Where the knight was extremely vulnerable as he leaned forward on his horse in order to engage an enemy to his front, thus exposing his unarmored nether regions, so too was the tank at its rear. Its armament tended to point forward, and its heaviest armor plate was deployed on front and sides. This was why tanks, like knights, needed to work with foot soldiers as protection. Without that screen of friendly defenders, enemy infantry had several options to kill them. They could strike with bazooka-type arms, going for the swivel joint of the turret, the fuel tanks, or the tracks, or they could swarm it, as did medieval foot soldiers the stationary knight. The latter was a highly risky option for the infantryman and one mainly employed by the Soviets (in the early stages of the war) and Japanese, who, through lack of antitank guns, were spurred on by the courage of the desperate and inspired by the invention of the determined. Robert C. Dick, a tanker on Leyte, was at the receiving end of one such charge:

One event stands out in my memory, and thinking of it, even now, makes me wonder at the foolishness, and yes, bravery, we all saw during our days of combat. Our platoon was on a narrow road, and by a miracle it wasn’t too muddy. We came to a clearing, and as we drove through it I noticed that very deep ditches had been dug on each side. So deep and wide, in fact, a tank could not cross them. There were four tanks in our platoon that day, and we were number three in the column.

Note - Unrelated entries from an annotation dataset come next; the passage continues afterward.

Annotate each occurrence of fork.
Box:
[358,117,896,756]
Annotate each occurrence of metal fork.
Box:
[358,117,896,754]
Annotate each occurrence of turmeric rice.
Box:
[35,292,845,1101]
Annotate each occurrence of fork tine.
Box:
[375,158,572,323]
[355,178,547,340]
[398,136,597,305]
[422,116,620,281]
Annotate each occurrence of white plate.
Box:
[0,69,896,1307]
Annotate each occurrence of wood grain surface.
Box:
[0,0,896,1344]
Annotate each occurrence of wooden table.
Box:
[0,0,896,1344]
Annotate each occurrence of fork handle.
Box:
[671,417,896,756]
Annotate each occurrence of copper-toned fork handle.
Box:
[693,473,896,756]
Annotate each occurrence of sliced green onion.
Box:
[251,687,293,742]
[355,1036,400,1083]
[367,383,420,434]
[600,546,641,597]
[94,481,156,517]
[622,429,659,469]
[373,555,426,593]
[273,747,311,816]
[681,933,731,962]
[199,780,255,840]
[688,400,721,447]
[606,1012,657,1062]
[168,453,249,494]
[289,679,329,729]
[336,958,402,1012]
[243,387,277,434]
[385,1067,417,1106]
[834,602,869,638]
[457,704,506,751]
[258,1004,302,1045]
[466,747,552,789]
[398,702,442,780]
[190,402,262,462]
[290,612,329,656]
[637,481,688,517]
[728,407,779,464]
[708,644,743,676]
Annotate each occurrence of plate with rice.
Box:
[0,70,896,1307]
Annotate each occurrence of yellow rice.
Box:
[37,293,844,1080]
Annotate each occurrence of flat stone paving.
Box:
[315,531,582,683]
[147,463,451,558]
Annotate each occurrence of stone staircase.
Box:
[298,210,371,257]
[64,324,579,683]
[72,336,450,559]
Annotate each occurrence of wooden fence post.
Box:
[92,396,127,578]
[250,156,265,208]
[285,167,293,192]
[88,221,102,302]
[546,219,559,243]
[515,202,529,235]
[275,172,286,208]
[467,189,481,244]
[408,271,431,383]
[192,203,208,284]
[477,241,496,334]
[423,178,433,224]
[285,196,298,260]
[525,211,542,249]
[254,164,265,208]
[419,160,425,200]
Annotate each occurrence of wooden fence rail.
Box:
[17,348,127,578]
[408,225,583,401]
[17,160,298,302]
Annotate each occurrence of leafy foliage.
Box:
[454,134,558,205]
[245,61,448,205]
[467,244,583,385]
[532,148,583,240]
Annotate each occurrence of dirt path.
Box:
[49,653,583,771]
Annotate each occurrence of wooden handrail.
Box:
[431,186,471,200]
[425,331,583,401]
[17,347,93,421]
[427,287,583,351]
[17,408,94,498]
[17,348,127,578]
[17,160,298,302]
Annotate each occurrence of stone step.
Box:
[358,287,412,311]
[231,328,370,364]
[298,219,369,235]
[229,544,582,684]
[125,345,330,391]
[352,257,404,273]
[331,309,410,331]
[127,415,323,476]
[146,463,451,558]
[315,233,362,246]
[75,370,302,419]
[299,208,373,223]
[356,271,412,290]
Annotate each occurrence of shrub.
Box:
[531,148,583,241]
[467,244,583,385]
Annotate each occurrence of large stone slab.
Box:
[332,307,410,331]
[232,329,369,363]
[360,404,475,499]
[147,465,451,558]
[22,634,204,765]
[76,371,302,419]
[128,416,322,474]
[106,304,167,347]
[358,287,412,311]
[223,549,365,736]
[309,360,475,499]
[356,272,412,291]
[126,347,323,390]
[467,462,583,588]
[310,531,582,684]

As the first tank got to the far edge of the clearing, the Japanese rushed us. They came out of the jungle on all sides, carrying mines attached to long bamboo poles. Before any
of us could react, the tracks had been blown off the lead tank and also off the last tank. We were stuck right here, and while I couldn’t speak for anyone else, I was stunned. I just couldn’t believe that real Japanese soldiers, guys who were intent on killing us right now, were in plain view and swarming all over our tanks. As a driver there was nothing I could do except watch this unbelievable attack.…

There seemed to be an endless number of them, but we later estimated their strength at around twenty or so. We all started shooting them off each other’s tanks by using our .30-caliber coax [machine] guns.… Right in the middle of things, a Japanese officer jumped up onto the back of Couch’s tank, and as the turret began to traverse in our direction (in order to shoot the Japs off our tank), the officer began hacking away at the machine gun barrel with his two-handed sword! After about three or four whacks he got it turned a bit sideways, but the blade snapped off about a foot below the hilt. That’s when my gunner, Anderson, shot him off Couch’s tank.